The use of GLM adipomuscular sliding flaps has many advantages over other reconstruction and closure approaches. As well as the robust blood supply mentioned above, the GLM muscle is large and the anatomic location is proximal to the sacrum. Moreover, no additional intraoperative incisions or repositioning of the patient are required. When a sacrectomy is performed from a posterior approach, the three main blood supply routes are not routinely sacrificed. The retention of a native and robust blood supply may be central to the long-term durability and viability of flaps. The separation and movement of flaps is much easier than other kinds of GLM flap approaches, such as the use of antegrade or retrograde GLM rotation flaps described by Koh et al. and Vogt et al.[19, 20]. The bulk achieved with GLM adipomuscular sliding flaps helps protect the blood supply and makes these approaches ideal for sacral defects.
Our results show that in group 2, both the time to final drainage and the amount of fluid drained were significantly reduced compared to group 1. The rates of infection and wound dehiscence were also significantly lower in group 2 relative to group 1. GLM adipomuscular sliding flaps appear, therefore, to form a protective layer while also absorbing cavity effusion, which may be the reasons underlying the reduced rate of perianal infection. Because of the poor blood circulation in subcutaneous tissue of the gluteal groove, however, flap necrosis cannot be improved.
Since the GLM muscle is the primary extensor of the hip, the potential drawbacks of using GLM flaps are functional disturbance in ambulation, especially when walking upstairs or straightening from a bending position, and pelvic instability. We found no difference between the two groups with regards to ambulatory status. This finding might have arisen because the bilateral advancement flap technique was used in most patients, which does not hinder active extension of the hip and is compensated by gradual hypertrophy of the hamstring muscle and the adductor magnus. Other potential adverse side effects that come with use of GLM adipomuscular sliding flaps include poor extensibility, which can lead to excessive traction on the flap. Additionally, the flaps may not have enough bulk to cover the defect, especially if most of the GLM muscle on one side needs to be removed.

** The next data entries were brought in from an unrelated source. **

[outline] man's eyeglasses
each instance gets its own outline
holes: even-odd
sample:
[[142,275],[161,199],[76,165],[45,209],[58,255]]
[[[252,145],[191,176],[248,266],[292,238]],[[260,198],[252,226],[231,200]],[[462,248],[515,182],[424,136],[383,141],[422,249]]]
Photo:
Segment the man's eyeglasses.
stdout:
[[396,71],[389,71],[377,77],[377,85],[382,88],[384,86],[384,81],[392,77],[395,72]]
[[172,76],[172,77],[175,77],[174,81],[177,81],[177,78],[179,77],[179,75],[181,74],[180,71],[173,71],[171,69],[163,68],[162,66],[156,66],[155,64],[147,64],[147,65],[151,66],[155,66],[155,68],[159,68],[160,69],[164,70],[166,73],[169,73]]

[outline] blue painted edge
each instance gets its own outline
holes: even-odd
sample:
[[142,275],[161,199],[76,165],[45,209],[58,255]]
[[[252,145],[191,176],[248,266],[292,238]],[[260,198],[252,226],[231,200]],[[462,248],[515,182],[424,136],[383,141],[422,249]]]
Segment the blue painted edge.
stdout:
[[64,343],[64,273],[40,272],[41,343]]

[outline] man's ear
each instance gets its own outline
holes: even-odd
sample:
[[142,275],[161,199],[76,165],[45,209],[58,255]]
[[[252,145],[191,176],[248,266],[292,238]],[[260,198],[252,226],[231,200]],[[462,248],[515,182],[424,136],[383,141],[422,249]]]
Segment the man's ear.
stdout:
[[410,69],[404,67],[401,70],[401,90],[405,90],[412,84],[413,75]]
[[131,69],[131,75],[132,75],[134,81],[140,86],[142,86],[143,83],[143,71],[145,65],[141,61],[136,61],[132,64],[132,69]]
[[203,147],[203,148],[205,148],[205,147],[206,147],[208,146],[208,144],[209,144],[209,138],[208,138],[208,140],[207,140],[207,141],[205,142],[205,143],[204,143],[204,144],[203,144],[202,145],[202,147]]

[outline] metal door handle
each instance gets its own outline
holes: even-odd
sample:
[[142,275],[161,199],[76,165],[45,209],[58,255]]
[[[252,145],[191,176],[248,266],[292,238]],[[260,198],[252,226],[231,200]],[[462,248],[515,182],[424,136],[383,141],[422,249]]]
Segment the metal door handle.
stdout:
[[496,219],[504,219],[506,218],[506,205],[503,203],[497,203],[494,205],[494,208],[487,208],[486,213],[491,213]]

Our experience suggests that reconstruction with GLM adipomuscular sliding flaps improves outcomes after sacrectomy. The use of unilateral or bilateral GLM adipomuscular sliding flaps should therefore be considered in patients who have not undergone prior radiation therapy, who have intact GLM muscles with gluteal vessels on one or both sides and who have defects less than 30 cm in diameter. This technique had low rates of complications and morbidity, was easy to perform, and had high success rates.